Esophageal dilatation [Figure 2C] is defined by luminal coronal diameter of >9 mm of the infra-aortic esophagus.[18] The prevalence of esophageal dilatation varies from 58 to 80% in different series.[181920] A case control study done by Vonk et al.[19] revealed that the presence of esophageal dilatation on HRCT chest in ILD patients suggests a diagnosis of SSc with sensitivity of 63% and specificity of 88%. There is also good agreement between HRCT-detected dilated esophagus and esophageal dysmotility either detected with esophageal transit scintigraphy[21] or with barium radiography.[19]

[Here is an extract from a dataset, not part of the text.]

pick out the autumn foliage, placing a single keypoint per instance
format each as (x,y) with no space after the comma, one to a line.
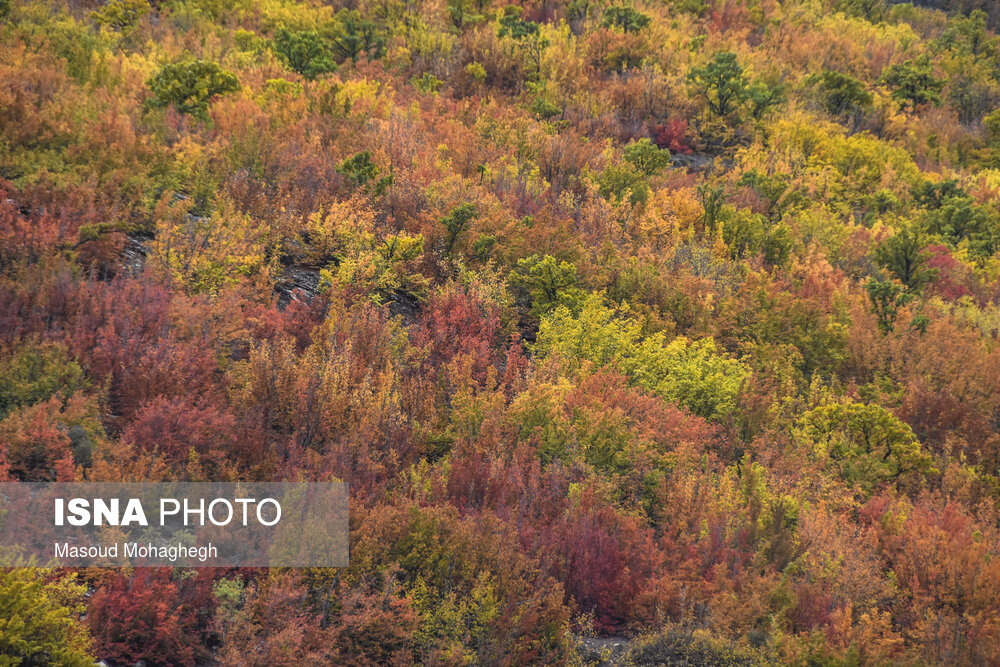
(672,324)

Though the dilated esophagus has no correlation with the extent of HRCT-determined ILD and total lung capacity,[1920] interestingly, patients of SSc who have dilated esophagus on HRCT chest have significantly lower diffusion capacity for carbon monoxide and higher peak pulmonary artery pressures suggesting that these patients tend to have more severe pulmonary vascular disease.[20]

Dilated Pulmonary Artery

Main pulmonary artery diameter (MPAD) is measured at its widest dimension at the level of its bifurcation on an axial supine scan [Figure 2B]. Dilated (>29 mm) pulmonary artery has been reported to suggest PH.[22] Though a few studies have suggested that in presence of significant burden of lung fibrosis, MPAD does not correlate well with peak pulmonary artery pressure,[2324] in patients with SSc, MPAD shows statistically significant positive correlation with peak pulmonary artery pressures. Similarly, the ratio of MPAD and aortic diameter also correlates well with the peak pulmonary artery pressure; however, the normalized MPAD (MPAD/BSA) does not show statistically significant correlation with peak pulmonary artery pressure.[8]

Mediastinal Lymphadenopathy

Enlarged mediastinal nodes on HRCT chest have been reported in 60% of patients of SSc by Bhalla et al.[18] In this series, enlarged lymph nodes were most frequently seen in station 7. The nodal enlargement corresponds to reactive change on histopathology when biopsy is performed.[25]

Conclusion

The primary goals of chest imaging in SSc patients are early detection and characterization of ILD, to evaluate for reversibility and any response to therapy. HRCT chest is the well-established gold standard imaging investigation used for this purpose. However, careful evaluation for extrapulmonary manifestations of SSc should also be done on HRCT chest as these findings may help to detect PH and visceral involvement in otherwise asymptomatic patients.